- Developer Millcraft Investments provided more information last week about the Esplanade, its planned $700 million, 15-acre mixed-use development on the Ohio River in Pittsburgh, Pennsylvania.
- In an update for the board of the Urban Redevelopment Authority, Millcraft Chief Financial Officer Brian Walker, according to the Pittsburgh Business Times, said the 1.8 million-square-foot project would feature a Ferris wheel and a 2.5-acre man-made lake by Chile-based Crystal Lagoons. The lagoon will be surrounded by four towers along with a full-service hotel, 209-unit condo building, 330-unit apartment building and a 300,000-square-foot office building. Each building will stand 200 feet tall. The development will also include 150,000 square feet of retail, a 90,000-square-foot “first-day experiential adventure center” as well as a public pier and marina.

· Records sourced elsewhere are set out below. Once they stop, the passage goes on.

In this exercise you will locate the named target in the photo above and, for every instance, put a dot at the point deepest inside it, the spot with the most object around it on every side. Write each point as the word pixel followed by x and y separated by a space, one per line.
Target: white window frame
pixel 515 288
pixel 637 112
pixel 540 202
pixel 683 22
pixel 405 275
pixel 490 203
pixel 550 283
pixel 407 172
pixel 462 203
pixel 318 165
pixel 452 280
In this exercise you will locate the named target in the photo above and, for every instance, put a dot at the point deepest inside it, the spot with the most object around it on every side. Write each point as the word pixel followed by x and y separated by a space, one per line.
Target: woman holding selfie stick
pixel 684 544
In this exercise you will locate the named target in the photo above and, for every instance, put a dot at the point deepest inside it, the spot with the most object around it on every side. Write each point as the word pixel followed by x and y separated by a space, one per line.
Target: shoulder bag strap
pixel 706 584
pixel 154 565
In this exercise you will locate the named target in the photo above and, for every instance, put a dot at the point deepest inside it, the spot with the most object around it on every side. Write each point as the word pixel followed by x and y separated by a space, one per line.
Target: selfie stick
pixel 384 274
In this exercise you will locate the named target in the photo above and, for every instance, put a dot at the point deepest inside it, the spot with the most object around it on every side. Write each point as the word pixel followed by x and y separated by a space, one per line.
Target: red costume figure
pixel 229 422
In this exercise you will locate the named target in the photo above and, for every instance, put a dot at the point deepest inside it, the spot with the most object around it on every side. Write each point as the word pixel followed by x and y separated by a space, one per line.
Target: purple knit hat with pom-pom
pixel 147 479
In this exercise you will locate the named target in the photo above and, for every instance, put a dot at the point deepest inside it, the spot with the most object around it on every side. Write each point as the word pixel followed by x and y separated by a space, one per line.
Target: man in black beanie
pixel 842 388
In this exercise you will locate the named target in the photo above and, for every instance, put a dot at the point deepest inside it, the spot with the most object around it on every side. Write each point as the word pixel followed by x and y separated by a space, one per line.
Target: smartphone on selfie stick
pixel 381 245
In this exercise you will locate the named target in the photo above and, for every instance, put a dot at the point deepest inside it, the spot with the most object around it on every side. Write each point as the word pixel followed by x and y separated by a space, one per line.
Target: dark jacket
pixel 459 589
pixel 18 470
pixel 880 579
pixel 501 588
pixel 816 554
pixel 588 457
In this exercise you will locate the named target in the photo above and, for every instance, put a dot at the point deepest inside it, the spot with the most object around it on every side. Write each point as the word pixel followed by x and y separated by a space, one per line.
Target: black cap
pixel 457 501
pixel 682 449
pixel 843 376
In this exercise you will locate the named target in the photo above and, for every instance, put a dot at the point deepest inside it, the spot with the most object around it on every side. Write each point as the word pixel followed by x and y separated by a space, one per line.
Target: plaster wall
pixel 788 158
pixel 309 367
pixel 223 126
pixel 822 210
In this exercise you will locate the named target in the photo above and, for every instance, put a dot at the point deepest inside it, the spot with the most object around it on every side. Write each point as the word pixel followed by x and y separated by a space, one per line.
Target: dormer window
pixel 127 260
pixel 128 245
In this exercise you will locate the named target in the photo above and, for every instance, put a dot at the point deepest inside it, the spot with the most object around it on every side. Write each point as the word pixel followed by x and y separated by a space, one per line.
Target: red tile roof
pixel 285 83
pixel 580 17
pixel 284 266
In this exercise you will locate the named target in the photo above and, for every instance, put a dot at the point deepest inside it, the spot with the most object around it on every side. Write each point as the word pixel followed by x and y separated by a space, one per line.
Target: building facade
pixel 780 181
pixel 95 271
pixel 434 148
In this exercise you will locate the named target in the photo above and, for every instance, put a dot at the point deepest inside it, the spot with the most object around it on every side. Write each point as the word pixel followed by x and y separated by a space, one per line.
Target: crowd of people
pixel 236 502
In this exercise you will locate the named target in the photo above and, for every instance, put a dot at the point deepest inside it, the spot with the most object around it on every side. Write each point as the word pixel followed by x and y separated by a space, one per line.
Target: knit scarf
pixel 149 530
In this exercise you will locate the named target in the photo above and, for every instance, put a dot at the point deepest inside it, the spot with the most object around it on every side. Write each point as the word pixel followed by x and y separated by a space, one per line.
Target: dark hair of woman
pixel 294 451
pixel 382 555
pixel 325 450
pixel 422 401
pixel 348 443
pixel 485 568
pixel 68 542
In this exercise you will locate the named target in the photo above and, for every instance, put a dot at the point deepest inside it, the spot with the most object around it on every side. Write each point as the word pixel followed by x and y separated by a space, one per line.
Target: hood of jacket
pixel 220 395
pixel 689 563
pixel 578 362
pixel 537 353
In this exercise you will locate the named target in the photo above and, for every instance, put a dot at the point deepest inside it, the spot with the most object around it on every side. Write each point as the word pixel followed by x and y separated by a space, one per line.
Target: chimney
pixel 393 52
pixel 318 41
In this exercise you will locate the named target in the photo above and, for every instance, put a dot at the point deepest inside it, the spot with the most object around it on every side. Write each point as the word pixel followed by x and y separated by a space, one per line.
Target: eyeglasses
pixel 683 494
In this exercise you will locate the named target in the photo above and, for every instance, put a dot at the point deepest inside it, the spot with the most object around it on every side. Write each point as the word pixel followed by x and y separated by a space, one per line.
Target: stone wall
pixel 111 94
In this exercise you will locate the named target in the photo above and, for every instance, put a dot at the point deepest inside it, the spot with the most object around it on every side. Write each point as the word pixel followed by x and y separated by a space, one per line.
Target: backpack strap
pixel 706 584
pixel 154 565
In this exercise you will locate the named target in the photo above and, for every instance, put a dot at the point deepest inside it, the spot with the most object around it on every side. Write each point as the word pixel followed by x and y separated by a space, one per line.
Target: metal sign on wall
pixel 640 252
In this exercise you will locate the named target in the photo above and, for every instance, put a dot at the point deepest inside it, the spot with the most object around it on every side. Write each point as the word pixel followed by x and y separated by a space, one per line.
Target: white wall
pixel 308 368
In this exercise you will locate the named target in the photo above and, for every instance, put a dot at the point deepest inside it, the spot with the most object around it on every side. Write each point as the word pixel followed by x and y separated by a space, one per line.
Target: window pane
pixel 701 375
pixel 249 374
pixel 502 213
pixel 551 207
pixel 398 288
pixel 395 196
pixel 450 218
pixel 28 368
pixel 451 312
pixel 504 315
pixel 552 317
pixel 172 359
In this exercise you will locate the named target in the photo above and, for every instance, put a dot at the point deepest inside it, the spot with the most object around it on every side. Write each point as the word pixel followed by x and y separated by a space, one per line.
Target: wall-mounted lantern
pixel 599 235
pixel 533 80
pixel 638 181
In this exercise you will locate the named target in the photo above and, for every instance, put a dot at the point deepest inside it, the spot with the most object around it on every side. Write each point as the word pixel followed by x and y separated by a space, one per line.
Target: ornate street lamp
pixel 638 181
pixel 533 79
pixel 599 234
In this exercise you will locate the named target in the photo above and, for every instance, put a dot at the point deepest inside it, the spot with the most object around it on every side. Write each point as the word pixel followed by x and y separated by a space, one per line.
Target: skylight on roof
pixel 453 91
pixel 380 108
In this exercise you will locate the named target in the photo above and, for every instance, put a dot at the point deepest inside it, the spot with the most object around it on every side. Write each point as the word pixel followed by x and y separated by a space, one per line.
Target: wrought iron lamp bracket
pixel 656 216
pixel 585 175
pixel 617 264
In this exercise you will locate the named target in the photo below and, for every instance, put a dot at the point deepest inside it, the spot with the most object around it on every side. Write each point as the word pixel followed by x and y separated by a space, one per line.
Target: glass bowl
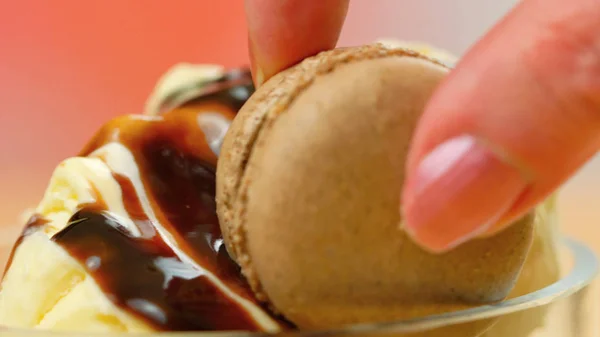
pixel 567 308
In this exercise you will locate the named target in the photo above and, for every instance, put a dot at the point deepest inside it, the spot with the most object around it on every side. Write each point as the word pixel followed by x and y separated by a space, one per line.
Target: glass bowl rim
pixel 585 268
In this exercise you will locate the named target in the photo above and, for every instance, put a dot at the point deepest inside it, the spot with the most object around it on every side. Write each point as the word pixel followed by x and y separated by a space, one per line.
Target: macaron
pixel 308 196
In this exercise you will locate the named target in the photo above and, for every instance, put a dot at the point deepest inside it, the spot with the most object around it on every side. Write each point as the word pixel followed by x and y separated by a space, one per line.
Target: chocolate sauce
pixel 144 276
pixel 142 273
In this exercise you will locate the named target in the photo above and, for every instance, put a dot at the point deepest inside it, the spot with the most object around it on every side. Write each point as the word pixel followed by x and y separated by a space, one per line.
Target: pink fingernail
pixel 459 190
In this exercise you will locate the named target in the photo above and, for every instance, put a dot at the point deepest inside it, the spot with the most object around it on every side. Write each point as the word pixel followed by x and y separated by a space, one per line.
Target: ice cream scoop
pixel 308 197
pixel 126 238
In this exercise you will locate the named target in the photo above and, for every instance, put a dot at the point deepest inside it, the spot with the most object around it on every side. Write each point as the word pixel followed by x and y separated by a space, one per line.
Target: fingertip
pixel 283 32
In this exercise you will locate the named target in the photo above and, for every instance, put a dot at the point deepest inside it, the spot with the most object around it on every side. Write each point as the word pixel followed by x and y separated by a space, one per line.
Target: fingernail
pixel 257 73
pixel 459 189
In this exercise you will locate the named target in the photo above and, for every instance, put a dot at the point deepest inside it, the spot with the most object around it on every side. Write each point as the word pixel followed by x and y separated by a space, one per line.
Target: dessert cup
pixel 567 308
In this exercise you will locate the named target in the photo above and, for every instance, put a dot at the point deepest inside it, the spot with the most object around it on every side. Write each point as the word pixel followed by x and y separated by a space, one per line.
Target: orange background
pixel 66 66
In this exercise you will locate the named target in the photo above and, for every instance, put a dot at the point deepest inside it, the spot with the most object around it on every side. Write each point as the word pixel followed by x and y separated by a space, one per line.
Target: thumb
pixel 517 117
pixel 283 32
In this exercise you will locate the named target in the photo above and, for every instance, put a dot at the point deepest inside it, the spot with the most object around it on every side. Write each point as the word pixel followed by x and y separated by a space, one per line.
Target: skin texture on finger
pixel 283 32
pixel 528 96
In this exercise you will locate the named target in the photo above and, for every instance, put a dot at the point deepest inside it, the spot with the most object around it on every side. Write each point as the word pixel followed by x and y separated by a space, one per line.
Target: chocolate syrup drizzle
pixel 142 274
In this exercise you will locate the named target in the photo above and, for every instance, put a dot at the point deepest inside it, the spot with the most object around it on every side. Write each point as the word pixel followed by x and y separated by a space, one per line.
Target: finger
pixel 283 32
pixel 517 117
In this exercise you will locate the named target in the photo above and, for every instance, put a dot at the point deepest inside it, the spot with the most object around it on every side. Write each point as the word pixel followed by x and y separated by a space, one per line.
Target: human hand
pixel 515 119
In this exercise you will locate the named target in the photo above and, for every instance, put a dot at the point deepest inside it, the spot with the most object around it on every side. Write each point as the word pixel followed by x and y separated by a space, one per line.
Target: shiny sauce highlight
pixel 142 274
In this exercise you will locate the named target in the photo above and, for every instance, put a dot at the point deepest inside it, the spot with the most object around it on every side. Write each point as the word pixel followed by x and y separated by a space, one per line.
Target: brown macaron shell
pixel 308 194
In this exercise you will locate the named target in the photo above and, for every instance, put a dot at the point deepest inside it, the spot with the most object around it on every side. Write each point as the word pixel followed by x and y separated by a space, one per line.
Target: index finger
pixel 283 32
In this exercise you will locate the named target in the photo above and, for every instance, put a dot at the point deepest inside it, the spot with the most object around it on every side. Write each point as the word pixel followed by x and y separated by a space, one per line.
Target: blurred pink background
pixel 67 66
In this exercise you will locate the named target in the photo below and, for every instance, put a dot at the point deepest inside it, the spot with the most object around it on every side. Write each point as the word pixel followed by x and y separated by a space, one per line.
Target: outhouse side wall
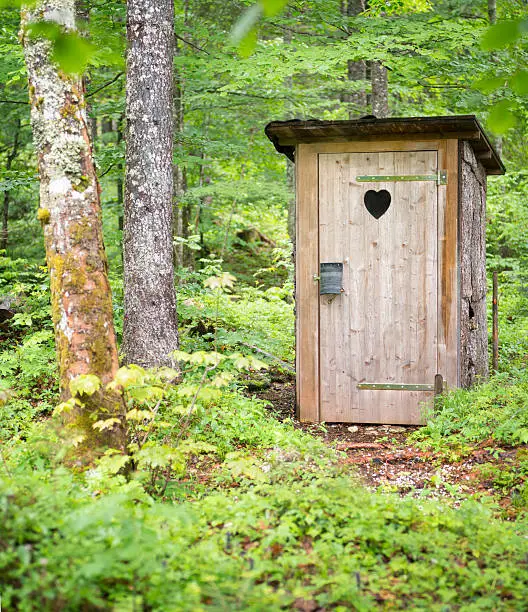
pixel 473 349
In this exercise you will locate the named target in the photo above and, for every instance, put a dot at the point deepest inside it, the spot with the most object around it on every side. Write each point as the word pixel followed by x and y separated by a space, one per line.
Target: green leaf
pixel 501 117
pixel 273 7
pixel 519 82
pixel 248 43
pixel 85 384
pixel 488 85
pixel 246 23
pixel 72 52
pixel 501 34
pixel 127 376
pixel 106 424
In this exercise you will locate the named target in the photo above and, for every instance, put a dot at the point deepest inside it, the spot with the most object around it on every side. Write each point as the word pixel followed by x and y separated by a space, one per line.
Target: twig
pixel 13 102
pixel 270 355
pixel 149 429
pixel 191 44
pixel 117 76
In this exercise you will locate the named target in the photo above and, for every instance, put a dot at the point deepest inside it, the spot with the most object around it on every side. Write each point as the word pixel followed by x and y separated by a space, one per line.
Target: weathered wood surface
pixel 448 265
pixel 307 290
pixel 472 262
pixel 286 134
pixel 383 328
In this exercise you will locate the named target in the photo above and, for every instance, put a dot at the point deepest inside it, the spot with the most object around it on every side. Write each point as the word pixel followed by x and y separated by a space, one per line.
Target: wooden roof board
pixel 285 135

The apartment building will also include affordable units.
- The project site includes two parcels currently owned by the city. The Urban Redevelopment Authority board granted Millcraft an extension to buy the property as long as Esplanade officials adhere to certain conditions, such as meeting with local organizations about the project. The Esplanade is expected to generate a one-time, $60 million tax-and-fee benefit for the city, $30 million a year in economic benefits and 800 construction jobs. Construction should start next year and wrap up in 2023. Millcraft already has hired the joint venture of Yates Construction, based in Mississippi, and local contractor Massaro Corp. to perform preconstruction services.
Developers are including features like the Crystal Lagoons lagoon and Ferris wheel in their projects in order to attract a wide variety of potential residents and commercial tenants, as well as visitor traffic.
A Crystal Lagoon opened this year in the Epperson Ranch subdivision in Wesley Chapel, Florida, which is in the Tampa metro area. The project was slated to be the first Crystal Lagoons project in the U.S., but permitting issues kept the lake closed for use until this month. According to a report from The Tampa Bay Times, the 7.5-acre water feature is the length of six football fields and takes 16 million gallons of water to fill. It took crews months to fill the lagoon because they were limited to pumping 250,000 gallons a day during off-peak water use.
Rowlett, Texas, officials were caught off guard this summer when new developers of the planned $1 billion Bayside project decided to eliminate the Crystal Lagoons feature. The development team said the lagoon would not attract business tenants, which were needed to lease the 1.7 million square feet of available office space, and opted for Texas-specific natural elements instead. City planners, in fact, were so rattled at this and other significant deviations from the original proposal that they rejected the entire Bayside plan in September. Developers and the city are now working on a revised strategy for the project.